At the University College London Institute of Disaster and Risk Reduction (UCL IRDR) 10th Annual Conference yesterday I had the opportunity to question the Rt Hon Hilary Benn MP, during a keynote interview, on the need for civil contingencies legislative reform in the United Kingdom.
The primary legislative drivers of emergency preparedness, resilience and response in the United Kingdom are the Civil Contingencies Act (2004) and the linked Contingency Planning Regulations (2005). Whilst there are are others, for example in the NHS the Health and Social Care Act (2012) and the NHS Act (2006) as amended make some provision towards emergency preparedness, the CCA 2004 remains the core piece of legislation that supposedly drives emergency planning, preparedness and management activity.
For any readers who are less familiar with the The Civil Contingencies Act (2004), referred in common parlance simply as the ‘CCA 2004’, the Act has two Parts. Part 1 of The Act categorises responders into two broad families. Category 1 (Core Responders) and Category 2 (Co-operating Bodies). The Act’s Contingency Planning Regulations (2005) subsequently details a set of duties that each group of responders must perform. Part 2 of The Act details the emergency powers that can be taken by the UK Government and Ministers. Additionally, The Act defines an Emergency for the UK.
In short it sounds quite good, doesn’t it? Alas. COVID-19 and other recent emergencies have demonstrated that the CCA 2004 and associated guidance are in dire need of reform. The world we live in is ever more complex than it was in 2004 when The Act was passed.
As Philip Trendall points out in his recent submission of evidence to the Public Administration and Constitutional Affairs Committee Inquiry into the Response to Covid-19 and the Coronavirus Act 2020, which I would recommend reading, the fact that separate legislation was required to enable emergency powers for COVID-19 demonstrates an immediate red-flag for the usefulness of the CCA 2004.
The CCA 2004 Contingency Planning Regulations (2005) present a good set of legislative duties that responders must perform.
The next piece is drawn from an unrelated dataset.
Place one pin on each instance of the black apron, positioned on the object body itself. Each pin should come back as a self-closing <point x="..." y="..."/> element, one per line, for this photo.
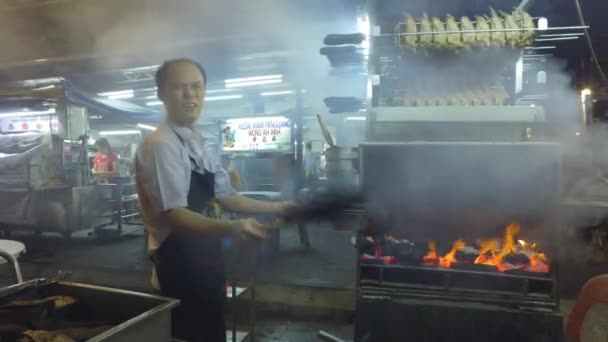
<point x="191" y="269"/>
The Act even goes on to make provisions for Ministers of the Crown to require responders to provide information on action taken or not taken with respect of The Act. Furthermore, there is provision for Ministers of the Crown, or other persons listed in The Act, to take action in court against other persons listed in The Act for non-compliance.
Despite this, however, there is no body in the UK who is responsible for regulating or inspecting the civil contingencies landscape and for ensuring that responders are actually carrying out their duties. Helen Turner and I wrote about this gap in 2018, calling for an official Disasters Inspectorate following the tragedy of Grenfell.
Colleagues who know me well will not be surprised to hear me make reference the the mechanisms that the NHS in England use to regulate emergency preparedness. The NHS England EPRR Core Standards detail anywhere from 50 to 260 Core EPRR Standards, depending on the type of NHS organisation, which are reviewed annually as part of the NHS England EPRR Assurance process. Each year there is an additional ‘Deep Dive’ set of standards that do not impact an organisations overall assurance rating, but allow us to examine a specific area of business in more detail.
Organisations are rated against each standard, based on self-assessment, evidence, and meetings with Accountable Emergency Officers. Compliance levels range from Non-Compliant through to Fully Compliant, and where organisations have an overall rating of Non-Compliant or Partially Compliant, regular improvement meetings are scheduled to support their progression.
The NHS England EPRR Core Standards are not perfect, but they provide a mechanism for regulation of an otherwise unregulated but legislated activity. Any review of the CCA 2004 needs to include discussion on the value and potential function of an inspectorate or regulator for emergency preparedness and response.
Whilst such a body would not have the capacity to reach into as much detail as the NHS assurance process demonstrates, it could provide leadership to standards (of which the Cabinet Office Civil Contingencies Secretariat have been moving forward some positive work) and provide a mechanism of assuredness and support to the discharge of legislative duties amongst responders, including the investigation of disasters to ensure lessons are identified, recommendations adopted, and practice improved.
Returning to my question of Mr Benn, his reply (which you can listen to by clicking here) indicated that being an advocate of lessons learned processes and with an inquiry pending, if the evidence through those means came to suggest that the legislation was indeed found wanting then it should fall within the scope of reform. Mr Benn also articulated the need for blameless inquiries in these instances, which I would agree is crucial.
This response provides me with some hope and I look forward to following the progress of the inquiry as and when the Government formalise it.